Wo Brauchtum lebendiger ist denn je

Publiziert: 7 September 2014

Vom südlichen Muggio- bis ins obere Lavizzaratal: Tradition wird im Tessin gross geschrieben. Ein schönes Beispiel für wiederentdeckte Handwerkskunst sind die Stickereien von Sagno.

Einer kreativen Frau aus der Westschweiz hat das Muggiotal am Südende des Kantons Tessin ein einmaliges Kunsthandwerk zu verdanken: Die "Stickereien von Sagno" (auf Italienisch: ricami) dienten einst den Frauen aus der Region als Heimarbeit. Heute sind sie Zeugnisse einer Tradition, die wieder auflebt.

Stickereien brachten zusätzliches Einkommen


Germaine Chiesa-Petitpierre (1890-1963) schuf über 150 Vorlagen für Stickereien aus bunter Wolle auf Jutestoff. Mit dem Maler Pietro Chiesa verheiratet, verbrachte sie ab den 1930er-Jahren die Sommermonate jeweils im Haus der Familie ihre Mannes in Sagno. Sie hatte in Lugano und Mailand gelebt und dort mit ihrem Ehemann regelmässigen Kontakt zu Künstlern gepflegt. Die Armut, von der die Landbevölkerung im Tessin zu dieser Zeit betroffen war, beschäftigte sie. Sie suchte nach der Möglichkeit einer zusätzlichen Einkommensquellen für die Frauen des Tals. Auf einer früheren Reise nach Sizilien hatte sie die Schönheit traditioneller Stickereien entdeckt. Dies brachte sie auf die Idee bestickter Jute.
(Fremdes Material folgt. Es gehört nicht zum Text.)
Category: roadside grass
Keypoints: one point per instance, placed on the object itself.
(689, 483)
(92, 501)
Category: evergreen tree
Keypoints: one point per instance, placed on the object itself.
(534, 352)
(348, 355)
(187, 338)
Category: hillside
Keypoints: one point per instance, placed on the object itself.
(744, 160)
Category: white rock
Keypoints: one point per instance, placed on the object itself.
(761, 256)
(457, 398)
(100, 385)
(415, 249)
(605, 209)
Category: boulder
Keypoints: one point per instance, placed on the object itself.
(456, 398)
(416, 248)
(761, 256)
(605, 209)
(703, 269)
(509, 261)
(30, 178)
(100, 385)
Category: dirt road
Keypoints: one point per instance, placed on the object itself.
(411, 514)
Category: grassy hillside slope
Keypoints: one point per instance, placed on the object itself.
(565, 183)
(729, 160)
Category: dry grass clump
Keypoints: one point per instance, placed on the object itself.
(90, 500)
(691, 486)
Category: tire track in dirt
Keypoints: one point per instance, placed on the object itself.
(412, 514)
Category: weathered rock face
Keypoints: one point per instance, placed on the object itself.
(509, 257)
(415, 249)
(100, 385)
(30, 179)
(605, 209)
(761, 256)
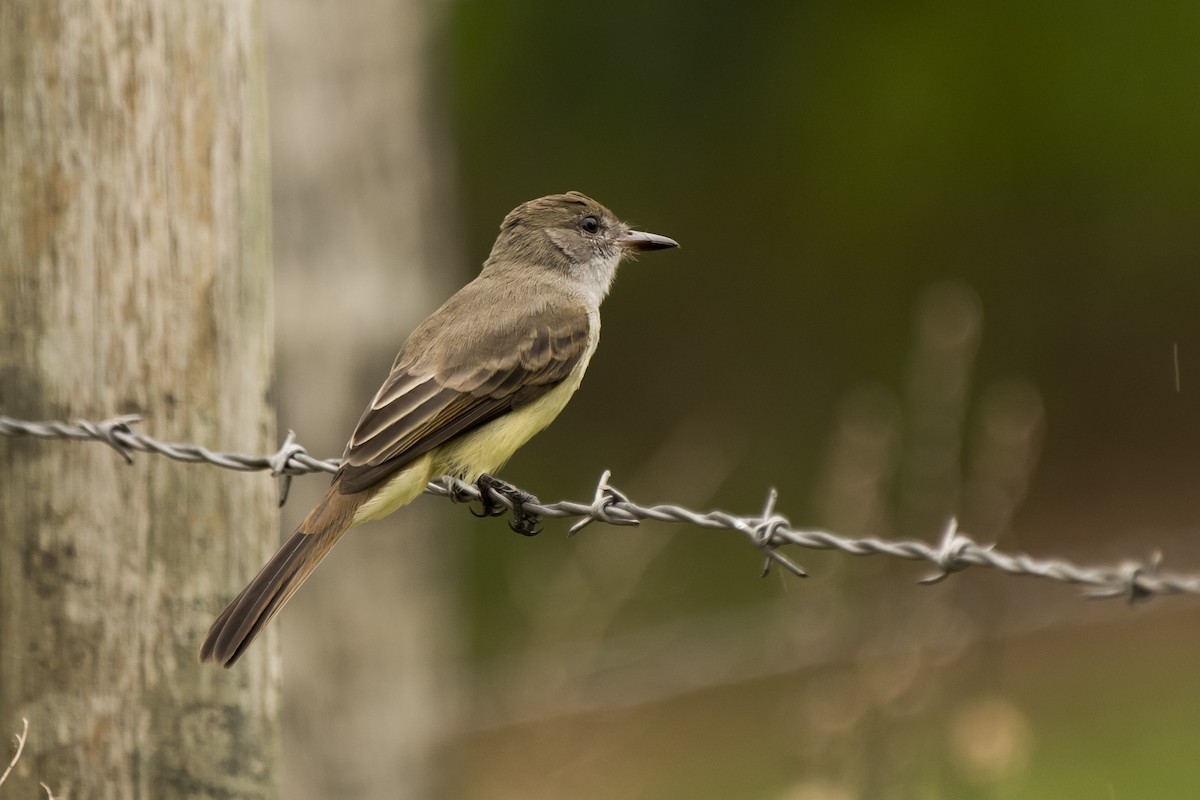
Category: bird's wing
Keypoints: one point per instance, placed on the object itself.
(457, 380)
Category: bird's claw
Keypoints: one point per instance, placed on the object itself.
(523, 522)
Zwischen 1930 und 1949 entwarf sie nicht weniger als 153 Muster, von denen heute noch 98 erhalten sind.

"Signora Germaine" kreierte über 150 Muster


Die "Signora Germaine", wie sie von der Bevölkerung des Muggiotals genannt wurde, hielt alles genau fest: Art, Farben und Menge der Wolle, Masse und Arbeitsstunden. Ihre Vorlagen mit meist klaren Linien und einfachen Formen, die leicht auszuführen waren, dienten für Kissen, Deckchen, Einkaufstauschen, Buchhüllen, Wanddekorationen usw. Die naturgefärbte und von Hand gesponnene Wolle dafür stammte ab 1933 aus dem Verzascatal. Im dortigen Kunsthandwerksladen in Sonogno sind die Stickereien denn auch heute wieder erhältlich. Die Tradition würde von drei bis vier Frauen weitergeführt, erzählt Marta Arcioni aus Sagno. Sie kümmert sich im Muggiotal um die Herstellung der Stickereien. Gelernt hatte sie das Handwerk von ihrer Schwiegermutter, die einst im Hause Chiesa gearbeitet und direkt bei Germaine Chiesa-Petitpierre gelernt hatte.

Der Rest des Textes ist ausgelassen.